Sicuramente il mercato del lavoro differente. Nel resto d’Europa, ma soprattutto negli Stati Uniti, è inconcepibile svolgere lo stesso lavoro per più di tre o quattro anni. In questo arco di tempo dovresti aver imparato tutto e dovresti passare ad un’esperienza successiva, con un nuovo incarico, nuove responsabilità ed un salario maggiore. Purtroppo in Italia questo è fantascienza. Salvo poche eccezioni, viviamo ancora con il mito del cosiddetto “posto fisso”, per colpa di un mercato del lavoro rigido e di una forte disoccupazione. Leggevo ultimamente, e mi ritrovo con quanto ho avuto modo di vedere, come negli USA lo stesso concetto di fallimento sia diverso dal nostro. Mentre da noi è prettamente negativo, legato spesso anche alla truffa, in America un fallimento è visto in maniera più neutrale, se non con curiosità: vuol dire comunque che ti sei messo in gioco e che probabilmente hai fatto qualcosa di importante, che purtroppo non è andato a buon fine.

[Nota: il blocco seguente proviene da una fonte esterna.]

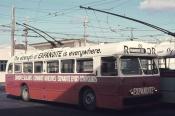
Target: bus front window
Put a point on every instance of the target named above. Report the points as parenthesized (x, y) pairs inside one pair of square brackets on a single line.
[(130, 66), (148, 66)]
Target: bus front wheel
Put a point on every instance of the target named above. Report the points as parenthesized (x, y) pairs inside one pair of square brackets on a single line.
[(89, 99), (25, 93)]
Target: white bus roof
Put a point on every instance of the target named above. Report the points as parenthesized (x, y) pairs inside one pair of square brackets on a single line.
[(166, 49), (133, 48)]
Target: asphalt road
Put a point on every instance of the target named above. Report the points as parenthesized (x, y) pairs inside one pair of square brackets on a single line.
[(12, 106)]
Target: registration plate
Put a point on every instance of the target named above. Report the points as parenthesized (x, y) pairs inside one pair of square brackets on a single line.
[(143, 91)]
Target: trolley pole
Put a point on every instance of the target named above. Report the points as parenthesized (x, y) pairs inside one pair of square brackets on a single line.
[(25, 34), (13, 32), (85, 29)]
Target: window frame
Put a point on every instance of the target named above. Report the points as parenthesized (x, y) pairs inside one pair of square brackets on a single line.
[(19, 64), (52, 61), (73, 66), (84, 59), (112, 73), (28, 69)]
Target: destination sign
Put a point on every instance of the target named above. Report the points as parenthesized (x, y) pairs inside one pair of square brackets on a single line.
[(140, 50)]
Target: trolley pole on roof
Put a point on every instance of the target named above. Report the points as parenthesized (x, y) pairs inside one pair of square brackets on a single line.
[(85, 29), (132, 19), (25, 34), (13, 32)]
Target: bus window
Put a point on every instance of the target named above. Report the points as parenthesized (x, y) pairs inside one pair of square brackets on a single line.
[(84, 65), (148, 66), (109, 66), (38, 66), (67, 66), (28, 67), (10, 68), (3, 65), (53, 66), (17, 67), (130, 66)]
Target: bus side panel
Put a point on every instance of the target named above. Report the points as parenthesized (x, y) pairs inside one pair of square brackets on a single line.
[(36, 89), (108, 92), (65, 92)]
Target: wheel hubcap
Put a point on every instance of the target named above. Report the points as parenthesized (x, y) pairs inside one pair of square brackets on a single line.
[(89, 98)]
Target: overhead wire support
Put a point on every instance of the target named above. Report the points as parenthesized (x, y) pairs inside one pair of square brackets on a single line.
[(132, 19), (43, 32), (51, 42)]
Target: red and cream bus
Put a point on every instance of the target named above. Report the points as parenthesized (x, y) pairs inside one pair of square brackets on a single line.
[(166, 54), (115, 75)]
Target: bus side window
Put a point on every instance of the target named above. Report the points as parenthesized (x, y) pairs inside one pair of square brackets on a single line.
[(130, 66), (17, 67), (109, 66), (67, 66), (53, 66), (10, 68), (38, 66), (28, 67), (85, 65)]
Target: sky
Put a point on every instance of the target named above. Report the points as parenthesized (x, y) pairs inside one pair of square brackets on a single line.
[(63, 19)]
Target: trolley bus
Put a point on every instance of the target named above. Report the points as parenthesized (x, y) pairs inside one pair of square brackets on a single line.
[(115, 75), (166, 54)]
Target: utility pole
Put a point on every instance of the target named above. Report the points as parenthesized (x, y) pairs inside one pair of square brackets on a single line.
[(13, 32), (25, 34), (85, 29)]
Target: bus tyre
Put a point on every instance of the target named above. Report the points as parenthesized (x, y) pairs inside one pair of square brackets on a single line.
[(25, 93), (89, 100)]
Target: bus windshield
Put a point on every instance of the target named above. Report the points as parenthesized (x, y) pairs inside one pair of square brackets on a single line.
[(138, 66)]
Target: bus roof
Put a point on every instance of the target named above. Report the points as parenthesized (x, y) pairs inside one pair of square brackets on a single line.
[(166, 49), (131, 48)]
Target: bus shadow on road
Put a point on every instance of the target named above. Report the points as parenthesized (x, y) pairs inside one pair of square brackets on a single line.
[(42, 107)]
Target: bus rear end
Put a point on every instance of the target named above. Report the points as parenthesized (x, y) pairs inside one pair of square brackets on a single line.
[(139, 80)]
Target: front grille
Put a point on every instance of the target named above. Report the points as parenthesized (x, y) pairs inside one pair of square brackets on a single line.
[(137, 100)]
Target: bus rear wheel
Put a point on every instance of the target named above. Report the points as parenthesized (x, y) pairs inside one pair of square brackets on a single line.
[(88, 100), (25, 93)]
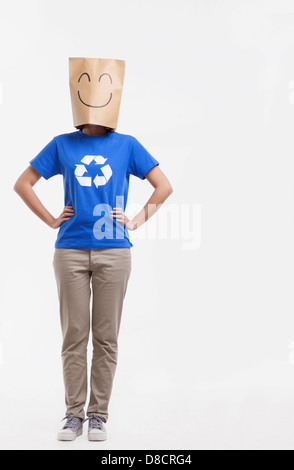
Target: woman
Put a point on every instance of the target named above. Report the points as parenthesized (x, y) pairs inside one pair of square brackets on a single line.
[(92, 250)]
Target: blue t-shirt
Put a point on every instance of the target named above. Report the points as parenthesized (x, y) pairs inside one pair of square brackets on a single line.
[(96, 172)]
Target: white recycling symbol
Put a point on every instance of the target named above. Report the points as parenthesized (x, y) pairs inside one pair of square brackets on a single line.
[(98, 180)]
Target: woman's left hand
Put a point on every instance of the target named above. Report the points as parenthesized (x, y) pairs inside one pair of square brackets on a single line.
[(119, 215)]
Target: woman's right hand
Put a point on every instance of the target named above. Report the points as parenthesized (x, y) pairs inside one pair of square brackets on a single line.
[(66, 214)]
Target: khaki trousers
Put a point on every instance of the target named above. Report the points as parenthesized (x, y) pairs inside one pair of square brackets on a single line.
[(107, 270)]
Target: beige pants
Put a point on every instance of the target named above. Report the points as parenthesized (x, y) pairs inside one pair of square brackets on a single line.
[(108, 271)]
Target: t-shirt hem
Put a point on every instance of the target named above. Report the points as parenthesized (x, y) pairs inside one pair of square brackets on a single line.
[(87, 245)]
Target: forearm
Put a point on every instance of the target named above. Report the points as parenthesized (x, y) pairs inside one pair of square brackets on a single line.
[(28, 195), (159, 195)]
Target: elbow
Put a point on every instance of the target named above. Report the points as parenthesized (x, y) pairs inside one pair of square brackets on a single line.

Sono comunque esperienze rilevanti. Da noi questa fluidità nel lavoro e questa flessibilità nel giudicare chi si propone, è assente. Se posso aggiungere anche una cosa, all’estero ho potuto anche beneficiare dell’essere italiano: sinonimo di lavoratore e maestro nel problem solving, chi ti assume è consapevole che hai una marcia in più. Peccato che per ricordarcelo dobbiamo andare fuori.
- Ringraziandola del tempo dedicato, in conclusione, c’è una frase famosa rivolta alla città di Napoli che recita più o meno così: “Il presepe è bello, ma i pastori so’ malamenti” . Si trova in accordo con questa citazione?
Non è tra le mie citazioni preferite. Il presepe è meraviglioso e spesso dobbiamo allontanarci per apprezzarlo. È vero che tra i cittadini ci sono tanti incivili, poco collaborativi nel rispettare le regole o nel tener pulita la città. Dobbiamo pensarla però come una minoranza molto rumoroso. La maggior parte dei napoletani ama veramente la propria città, non solo allo stadio, ed in questi ultimi dieci anni abbiamo potuto vedere come l’associazionismo tra cittadini sia stato essenziale in tante dinamiche, sociali e culturali, arrivando spesso a sopperire a forti mancanze del pubblico. È essenziale però, per migliorarci e per guarire quei napoletani legati ad inciviltà e delinquenza, lavorare molto sui bambini e sui giovani. A mio avviso è l’unico modo per coltivare dei cittadini migliori per il futuro. Da amante della città, penso che un periodo all’estero è fondamentale per tutti i ragazzi, per più motivi: si ha modo di apprezzare di più le bellezze di Napoli, ma soprattutto di rendersi conto delle cose che non funzionano, migliorando il proprio senso civico. Fare esperienze differenti dal proprio contesto è molto importante, perché sviluppa un know-how diverso rispetto al proprio punto di partenza. In questo modo i giovani possono poi ritornare in città, portando con loro importanti esperienze di lavoro, che possono aiutarli a migliorare Napoli.